After covering the main European naval powers, here is one of the most powerful Scandinavian Cold war fleets, the Swedish Navy (Svenska Marinen). Already considerably reinforced during WW2, as being neutral, Swedish yards were fully provisioned and staffed. A minelayer, a large class of submarines, many MTBs, two classes of destroyers, a class of cruisers were started, but only completed past 1945. There was even a projected aircraft carrier eventually cancelled in 1946. They will form the fulcrum of the Swedish Navy in 1950.
Svenska Marinen passed through a new wave of urgent and massive construction as the new immediate threat in 1947 was USSR. The entire country braced around its army, fielding one of the largest in Scandinavia thanks to the mass of its citizen militia, extensive coastal fortifications, and strong, innovative aviation spread on the landscape and nearly impossible to destroy.
Halland class destroyers
The 1960s saw the completion of many new ships, including the Halland class Destroyers, earliest missile destroyers in Europe and quite remarkable ships. Reforms followed: In 1957, 1966, and 1982. In between, Coastal fortifications were reorganized and rearmed with modern artillery, an underground naval base dug out, and new level of camouflage mastery achieved.

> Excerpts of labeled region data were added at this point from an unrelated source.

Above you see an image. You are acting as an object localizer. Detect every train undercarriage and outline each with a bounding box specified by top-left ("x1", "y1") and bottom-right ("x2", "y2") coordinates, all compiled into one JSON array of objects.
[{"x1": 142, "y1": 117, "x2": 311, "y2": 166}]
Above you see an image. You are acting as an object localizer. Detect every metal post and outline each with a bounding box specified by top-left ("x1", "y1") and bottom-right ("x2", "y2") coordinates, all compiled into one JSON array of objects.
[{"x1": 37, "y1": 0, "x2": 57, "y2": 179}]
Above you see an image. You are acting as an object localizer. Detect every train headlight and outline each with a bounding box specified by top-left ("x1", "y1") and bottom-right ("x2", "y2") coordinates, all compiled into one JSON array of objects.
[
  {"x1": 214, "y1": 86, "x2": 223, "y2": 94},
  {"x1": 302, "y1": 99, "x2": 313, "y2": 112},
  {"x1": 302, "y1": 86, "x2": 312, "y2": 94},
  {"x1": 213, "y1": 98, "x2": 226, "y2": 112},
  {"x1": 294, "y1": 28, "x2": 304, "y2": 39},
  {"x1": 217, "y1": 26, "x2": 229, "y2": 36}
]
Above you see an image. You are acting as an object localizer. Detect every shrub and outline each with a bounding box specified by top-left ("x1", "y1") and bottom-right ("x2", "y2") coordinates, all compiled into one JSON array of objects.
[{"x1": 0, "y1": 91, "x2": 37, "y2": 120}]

In 1981 one of the most famous incident in the long list of submarine incidents Swedish coastal waters were familiar with, happened, soon to be made famous by the international press as the “whiskey on the rocks”.
Post cold war, budget cuts would radically reduce its size. Today its still around 300 vessels, although the immense majority are low to very low tonnage.
The cold war Swedish Navy is a work in progress, and every class is to be cared for on the long run, either on this page or from this page in stand-alone posts.